故郷(戸畑)

万葉集に「ほととぎす飛幡の浦に敷く波のしばしば君を見むよしもかも」。

通説ではこの飛幡、または大宰府管内誌にいう鳥旗に地名のいわれを求めている。筑前

続風土記拾遺では「戸畑は門端の義ならん」。洞海湾=水面(ミナト)の渡口で端っこにあるからだという。
港があったから、泊場(ハテバ)、それがトバタに転化とも。いずれも苦しいこじつけである。

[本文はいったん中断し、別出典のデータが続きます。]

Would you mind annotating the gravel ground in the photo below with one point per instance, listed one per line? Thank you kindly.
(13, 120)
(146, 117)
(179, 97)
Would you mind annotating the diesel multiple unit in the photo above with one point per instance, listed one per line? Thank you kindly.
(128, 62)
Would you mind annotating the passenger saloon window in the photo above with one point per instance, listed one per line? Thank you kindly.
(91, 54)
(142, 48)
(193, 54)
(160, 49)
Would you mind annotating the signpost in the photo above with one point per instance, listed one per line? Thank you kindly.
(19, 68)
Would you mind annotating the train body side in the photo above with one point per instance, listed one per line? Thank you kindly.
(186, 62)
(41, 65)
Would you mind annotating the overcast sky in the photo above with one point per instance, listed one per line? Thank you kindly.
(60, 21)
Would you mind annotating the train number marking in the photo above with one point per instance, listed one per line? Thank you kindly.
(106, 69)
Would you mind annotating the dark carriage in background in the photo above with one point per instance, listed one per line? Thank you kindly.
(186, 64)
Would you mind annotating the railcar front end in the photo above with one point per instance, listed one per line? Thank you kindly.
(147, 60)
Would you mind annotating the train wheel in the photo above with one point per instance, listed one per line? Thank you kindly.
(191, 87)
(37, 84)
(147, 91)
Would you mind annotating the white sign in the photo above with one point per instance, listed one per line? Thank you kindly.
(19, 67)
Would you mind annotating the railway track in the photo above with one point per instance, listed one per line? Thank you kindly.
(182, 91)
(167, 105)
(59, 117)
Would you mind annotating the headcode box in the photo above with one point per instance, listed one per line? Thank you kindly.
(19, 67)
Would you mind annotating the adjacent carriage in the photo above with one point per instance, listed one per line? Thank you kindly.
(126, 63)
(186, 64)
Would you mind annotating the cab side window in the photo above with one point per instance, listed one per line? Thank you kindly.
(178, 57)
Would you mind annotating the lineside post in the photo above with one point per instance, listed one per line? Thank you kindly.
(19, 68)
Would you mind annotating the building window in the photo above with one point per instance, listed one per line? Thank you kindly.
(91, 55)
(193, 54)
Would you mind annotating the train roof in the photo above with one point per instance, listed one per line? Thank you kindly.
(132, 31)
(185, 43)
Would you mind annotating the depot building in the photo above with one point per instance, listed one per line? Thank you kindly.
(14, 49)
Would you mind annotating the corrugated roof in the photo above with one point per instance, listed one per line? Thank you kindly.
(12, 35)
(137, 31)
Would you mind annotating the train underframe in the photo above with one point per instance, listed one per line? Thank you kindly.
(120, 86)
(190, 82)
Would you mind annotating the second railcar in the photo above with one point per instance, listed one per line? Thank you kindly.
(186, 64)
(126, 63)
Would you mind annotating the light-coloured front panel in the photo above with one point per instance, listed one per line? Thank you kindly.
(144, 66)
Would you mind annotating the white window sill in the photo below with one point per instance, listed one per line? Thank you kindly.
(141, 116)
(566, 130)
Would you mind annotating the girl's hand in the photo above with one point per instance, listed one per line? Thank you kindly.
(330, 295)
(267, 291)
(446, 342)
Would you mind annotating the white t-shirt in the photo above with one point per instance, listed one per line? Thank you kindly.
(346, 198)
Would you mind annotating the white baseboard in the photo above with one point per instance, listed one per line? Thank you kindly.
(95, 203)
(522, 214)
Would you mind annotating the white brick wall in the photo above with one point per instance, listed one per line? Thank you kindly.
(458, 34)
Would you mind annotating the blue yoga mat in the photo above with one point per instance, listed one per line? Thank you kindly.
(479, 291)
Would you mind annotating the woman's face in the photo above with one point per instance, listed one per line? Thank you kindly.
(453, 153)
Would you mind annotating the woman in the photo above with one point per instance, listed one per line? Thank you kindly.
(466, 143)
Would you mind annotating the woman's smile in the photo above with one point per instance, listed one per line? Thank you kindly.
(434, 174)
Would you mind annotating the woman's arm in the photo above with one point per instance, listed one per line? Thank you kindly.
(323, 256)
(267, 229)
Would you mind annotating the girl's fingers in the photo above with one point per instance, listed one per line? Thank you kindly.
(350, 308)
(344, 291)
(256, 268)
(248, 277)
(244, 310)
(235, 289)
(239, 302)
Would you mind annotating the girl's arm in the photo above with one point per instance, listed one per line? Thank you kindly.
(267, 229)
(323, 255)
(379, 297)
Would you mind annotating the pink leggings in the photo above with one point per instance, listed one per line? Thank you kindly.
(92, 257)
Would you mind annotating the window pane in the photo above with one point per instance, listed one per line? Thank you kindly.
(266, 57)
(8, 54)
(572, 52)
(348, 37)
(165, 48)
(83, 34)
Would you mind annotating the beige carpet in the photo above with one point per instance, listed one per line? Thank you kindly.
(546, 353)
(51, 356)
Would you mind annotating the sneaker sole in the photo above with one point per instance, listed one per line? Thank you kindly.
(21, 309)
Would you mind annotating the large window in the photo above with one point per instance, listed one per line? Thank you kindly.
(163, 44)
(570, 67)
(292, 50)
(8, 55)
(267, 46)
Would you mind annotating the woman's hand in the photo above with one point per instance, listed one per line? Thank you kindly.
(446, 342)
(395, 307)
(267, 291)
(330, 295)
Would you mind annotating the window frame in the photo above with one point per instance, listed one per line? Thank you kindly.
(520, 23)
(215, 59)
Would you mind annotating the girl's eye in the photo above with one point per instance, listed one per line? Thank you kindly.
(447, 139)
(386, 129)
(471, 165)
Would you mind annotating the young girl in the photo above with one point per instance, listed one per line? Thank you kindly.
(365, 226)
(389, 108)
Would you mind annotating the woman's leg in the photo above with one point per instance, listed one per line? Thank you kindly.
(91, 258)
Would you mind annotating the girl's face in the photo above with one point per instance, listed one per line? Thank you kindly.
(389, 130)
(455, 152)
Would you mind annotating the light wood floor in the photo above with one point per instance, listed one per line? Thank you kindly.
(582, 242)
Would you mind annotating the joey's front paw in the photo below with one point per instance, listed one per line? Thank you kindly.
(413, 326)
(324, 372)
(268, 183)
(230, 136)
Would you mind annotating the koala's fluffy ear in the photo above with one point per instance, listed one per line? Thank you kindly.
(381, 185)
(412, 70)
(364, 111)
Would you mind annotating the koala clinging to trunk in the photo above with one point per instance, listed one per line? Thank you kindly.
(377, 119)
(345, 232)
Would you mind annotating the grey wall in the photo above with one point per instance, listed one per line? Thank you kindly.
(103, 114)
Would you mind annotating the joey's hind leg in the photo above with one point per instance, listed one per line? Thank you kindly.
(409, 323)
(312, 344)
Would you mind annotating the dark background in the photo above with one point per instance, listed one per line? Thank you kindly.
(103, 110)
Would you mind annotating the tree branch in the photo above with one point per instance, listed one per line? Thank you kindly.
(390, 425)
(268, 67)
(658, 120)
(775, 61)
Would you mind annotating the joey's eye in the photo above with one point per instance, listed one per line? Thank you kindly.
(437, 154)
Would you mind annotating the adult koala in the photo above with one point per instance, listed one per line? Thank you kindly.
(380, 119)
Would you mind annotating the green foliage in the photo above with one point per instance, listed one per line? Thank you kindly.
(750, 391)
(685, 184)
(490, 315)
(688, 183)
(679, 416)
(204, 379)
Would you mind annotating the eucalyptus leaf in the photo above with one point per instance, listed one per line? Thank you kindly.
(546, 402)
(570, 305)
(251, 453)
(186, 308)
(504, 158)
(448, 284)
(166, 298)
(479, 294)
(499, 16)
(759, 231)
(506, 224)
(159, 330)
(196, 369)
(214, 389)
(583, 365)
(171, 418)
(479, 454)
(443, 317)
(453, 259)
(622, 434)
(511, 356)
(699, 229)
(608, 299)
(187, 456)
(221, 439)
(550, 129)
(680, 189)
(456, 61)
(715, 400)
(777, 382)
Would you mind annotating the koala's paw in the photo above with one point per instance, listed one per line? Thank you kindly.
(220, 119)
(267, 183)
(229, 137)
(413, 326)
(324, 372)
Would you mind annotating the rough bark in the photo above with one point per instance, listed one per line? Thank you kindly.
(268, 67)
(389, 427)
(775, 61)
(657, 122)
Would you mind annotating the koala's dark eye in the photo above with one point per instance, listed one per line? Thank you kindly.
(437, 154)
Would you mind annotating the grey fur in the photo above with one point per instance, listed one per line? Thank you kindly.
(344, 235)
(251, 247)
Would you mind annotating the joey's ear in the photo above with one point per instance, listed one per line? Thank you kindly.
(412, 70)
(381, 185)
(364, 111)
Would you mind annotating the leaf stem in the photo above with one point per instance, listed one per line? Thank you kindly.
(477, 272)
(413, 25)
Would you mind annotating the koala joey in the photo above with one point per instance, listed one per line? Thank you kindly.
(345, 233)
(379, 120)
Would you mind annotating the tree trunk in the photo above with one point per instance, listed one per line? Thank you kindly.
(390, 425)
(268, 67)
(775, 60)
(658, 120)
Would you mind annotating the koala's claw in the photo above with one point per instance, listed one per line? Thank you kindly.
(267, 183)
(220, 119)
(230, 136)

さて八幡=ヤハタが、秦系一族の多く住んでいた八(多数の意)秦であるとすれば、トバタのバタも秦氏の
居住圏に連環する秦と考えて不思議はない。トは戸、門、入り口である。

すなわち、洞海湾の頚部を扼するトバタは、港湾へのとぐちであると同時に、ハタ居住地へのトグチでもあった。
タハタがトバタに転化したのである。

万葉の歌がのべる、しばしば君を見むよしもかもとは、遥か海峡を隔てた母国への切々たる望郷の情かも
知れないのだ。

銀座(ぎんざ)

若戸大橋のたもと、洞海湾の一面。元は築地町という立派な町名があった。なぜこういうつまらぬ町名に
変えたのか不思議だ。

築地は字義通り、土地を築いた所、埋立地。東京の魚河岸、築地も同じ新開地である。

トバタの築地は天明年間に始まり、1880年(明治13)戸畑村人民総代が連署、汐井

崎海面。3.079坪を埋め立て、村の基本財産に組み入れると決議、着工した。その後も埋め立てが続き
現状になったが、築地の地名は明治の造成工事以来のもの。

それを安価な銀座などとしているが、銀座らしい町並みは別になく戦前、
遊郭があったときは多少賑わったが、今はわびしい裏町。汐井崎は明治町が消えて汐井町の名になっている。

名護屋(なごや)

昭和一桁前半の人なら小倉北区日明から戸畑区中原を経て、鹿児島本線の外側に浜辺と松原が続いていた
ことを覚えている。海水浴場でもあった。今は昔の面影を知るよしもなく、埋立地の工業地帯になっている。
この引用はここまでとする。